Greg Duncan of UCI Honored with $1 mil Swiss Foundation Prize for Child Poverty Research
A UC Irvine scholar regarded as a national leader in the field of early childhood education has received an international award for his groundbreaking work on the lasting effects of poverty on child development, the university announced.
Greg Duncan, a member of the National Academy of Sciences, was awarded the 2013 Klaus J. Jacobs Research Prize that is bestowed by the Zurich-based Jacobs Foundation and comes with a $1.09 million grant.
"I am deeply honored and excited that this prize will help launch new research initiatives that I'm planning," Duncan says in a UCI statement. "Low-income children enter kindergarten far behind high-income children in terms of concrete literacy and math skills, and they have more difficulty paying attention in class. My research seeks a better understanding of why this is the case."
Duncan, a Distinguished Professor of Education at the university, explains he will use the funds to work with neuroscientists, developmental psychologists and economists in assessing how poverty-reducing income supplements over a child's first three years of life affect parenting and the child's cognitive development.
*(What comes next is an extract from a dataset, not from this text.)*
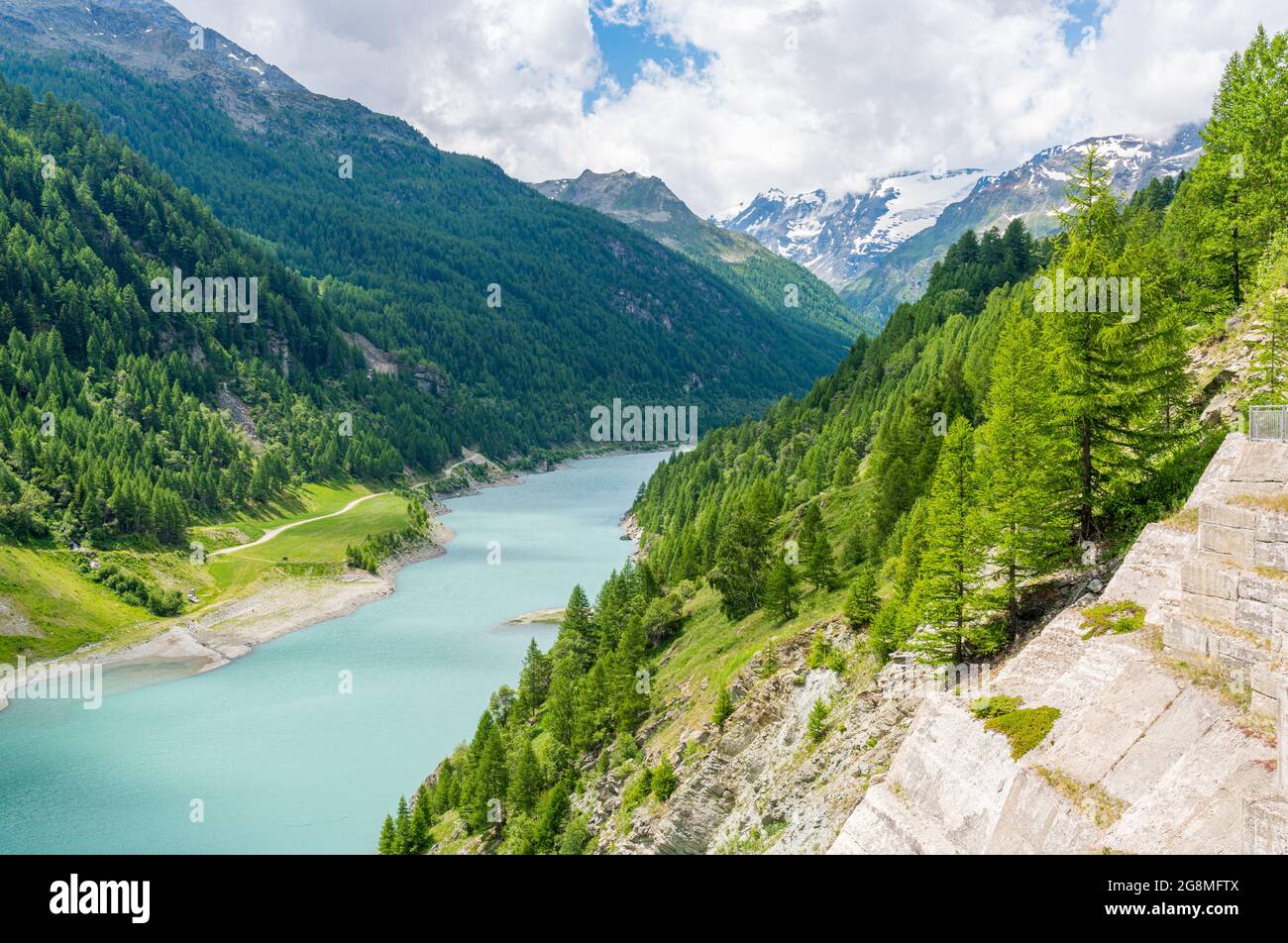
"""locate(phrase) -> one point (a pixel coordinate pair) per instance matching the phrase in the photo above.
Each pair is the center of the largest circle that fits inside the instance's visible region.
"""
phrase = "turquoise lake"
(279, 759)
The experimental study will involve 1,000 families and be conducted at several sites around the U.S., according to UCI.
"Professor Duncan has forged a profoundly interdisciplinary career dedicated to understanding the complex dynamics and contexts of child and youth development," says Deborah Vandell, dean of UCI's School of Education, in the same release. "In a talented field, he is the preeminent scholar studying the effects of poverty on child and adolescent development."
That puts him on the radar of the Jacobs Foundation, which was founded by the late Swiss businessman and philanthropist Klaus J. Jacobs and has, since 2009, annually awarded a research prize honoring exceptional achievements in the field of child and youth development.
Duncan will accept his prize at a ceremony in December in Zurich, according to UCI.